If we run ps again, we should not see host processes:

[root@DESKTOP-J631UAD /]# ps -ef
UID          PID    PPID  C STIME TTY          TIME CMD
root           1       0  0 23:16 ?        00:00:00 /bin/bash -i
root          10       1  0 23:36 ?        00:00:00 ps -ef

CGroups

CGroups are used to restrict resources like memory and CPU for specific processes. Here is an example of restricting memory of our containers shell.

To create a cgroup we create a directory inside /sys/fs/cgroup/

sudo mkdir /sys/fs/cgroup/container_cgroup

This should then be auto populated, check it out:

ls /sys/fs/cgroup/container_cgroup

Now we need to add our container process to our cgroup - do the following (outside the container chroot when the container is running):

  1. Find PID of the unshare process
ps -ef | grep unshare

Take note of the unshare pid (the one without sudo in front).

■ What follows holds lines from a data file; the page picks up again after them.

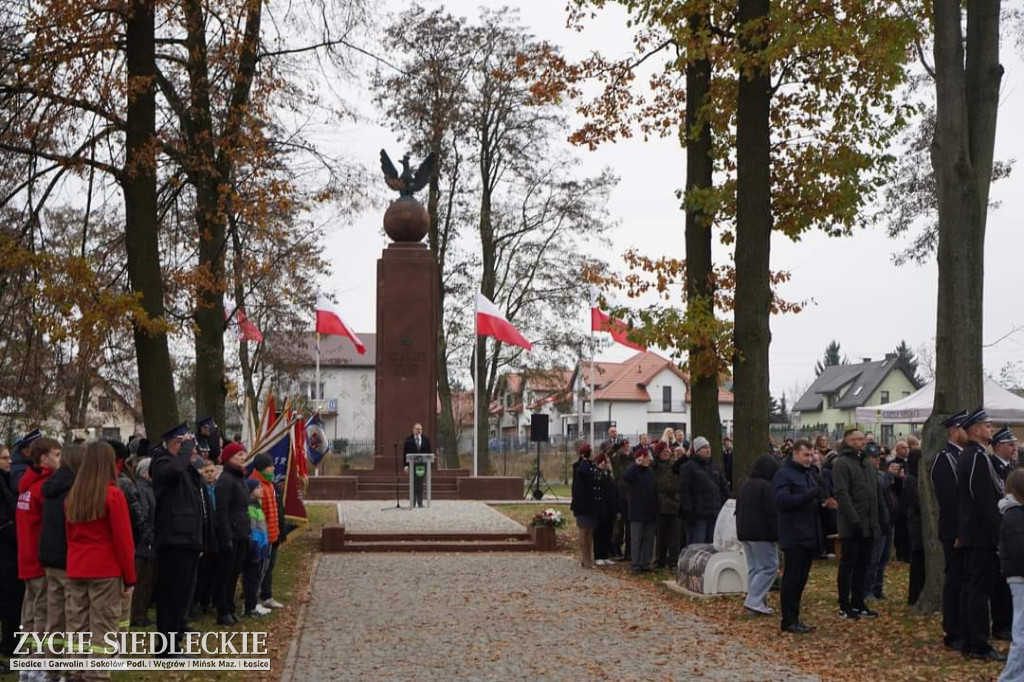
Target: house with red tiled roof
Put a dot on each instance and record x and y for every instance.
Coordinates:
(521, 394)
(643, 394)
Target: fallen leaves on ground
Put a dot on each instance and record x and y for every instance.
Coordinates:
(896, 646)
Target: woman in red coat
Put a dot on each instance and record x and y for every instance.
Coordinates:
(100, 551)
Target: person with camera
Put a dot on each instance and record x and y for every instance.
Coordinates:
(702, 491)
(181, 529)
(621, 460)
(586, 504)
(799, 499)
(642, 508)
(856, 484)
(668, 536)
(606, 492)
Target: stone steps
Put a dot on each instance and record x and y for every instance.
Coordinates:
(446, 483)
(440, 546)
(356, 537)
(335, 539)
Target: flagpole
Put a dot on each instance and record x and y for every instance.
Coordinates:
(316, 392)
(476, 385)
(593, 405)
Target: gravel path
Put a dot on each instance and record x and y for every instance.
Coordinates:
(366, 516)
(493, 616)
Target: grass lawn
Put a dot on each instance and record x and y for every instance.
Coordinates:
(897, 645)
(291, 582)
(562, 492)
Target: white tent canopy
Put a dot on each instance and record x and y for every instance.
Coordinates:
(1001, 406)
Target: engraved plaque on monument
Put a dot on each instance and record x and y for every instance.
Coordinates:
(407, 318)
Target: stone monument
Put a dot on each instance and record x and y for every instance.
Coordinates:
(408, 299)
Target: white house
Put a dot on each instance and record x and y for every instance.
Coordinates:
(107, 414)
(644, 394)
(347, 385)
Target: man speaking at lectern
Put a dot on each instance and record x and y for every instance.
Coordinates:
(418, 444)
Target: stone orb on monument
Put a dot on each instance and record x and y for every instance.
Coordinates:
(406, 220)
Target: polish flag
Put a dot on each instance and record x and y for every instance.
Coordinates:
(602, 322)
(329, 321)
(491, 322)
(245, 330)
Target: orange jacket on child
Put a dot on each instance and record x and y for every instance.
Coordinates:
(269, 504)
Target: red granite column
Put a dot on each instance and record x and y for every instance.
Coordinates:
(407, 348)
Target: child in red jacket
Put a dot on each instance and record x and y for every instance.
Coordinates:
(100, 551)
(44, 460)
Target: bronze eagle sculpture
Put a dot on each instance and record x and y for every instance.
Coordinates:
(408, 182)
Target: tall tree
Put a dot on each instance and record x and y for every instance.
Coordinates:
(833, 357)
(826, 81)
(695, 136)
(967, 73)
(754, 226)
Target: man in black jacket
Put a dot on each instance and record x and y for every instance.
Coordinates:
(757, 529)
(208, 439)
(417, 444)
(943, 475)
(1004, 461)
(181, 533)
(799, 498)
(19, 458)
(979, 493)
(642, 491)
(232, 529)
(702, 491)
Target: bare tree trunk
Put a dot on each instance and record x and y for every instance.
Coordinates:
(141, 235)
(487, 282)
(967, 100)
(754, 224)
(210, 175)
(699, 284)
(245, 360)
(446, 435)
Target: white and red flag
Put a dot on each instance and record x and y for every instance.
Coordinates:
(491, 322)
(329, 321)
(602, 322)
(244, 328)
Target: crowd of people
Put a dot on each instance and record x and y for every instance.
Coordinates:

  1. Find PID of our shell, by looking for child processes to the unshare pid
ps -ef | grep $PID_OF_UNSHARE

You should see one bash PID running as a child to the unshare PID. Take note.

  1. Echo the PID of our shell into the cgroup.procs file
sudo echo $PID_OF_SHELL > /sys/fs/cgroup/container_cgroup/cgroup.procs

DONE.

Add a memory limit of 10MB to our cgroup:

sudo echo "10000000" > /sys/cgroup/container_cgroup/memory.max

Now test it out by running a process inside the container that eats more memory then specified above.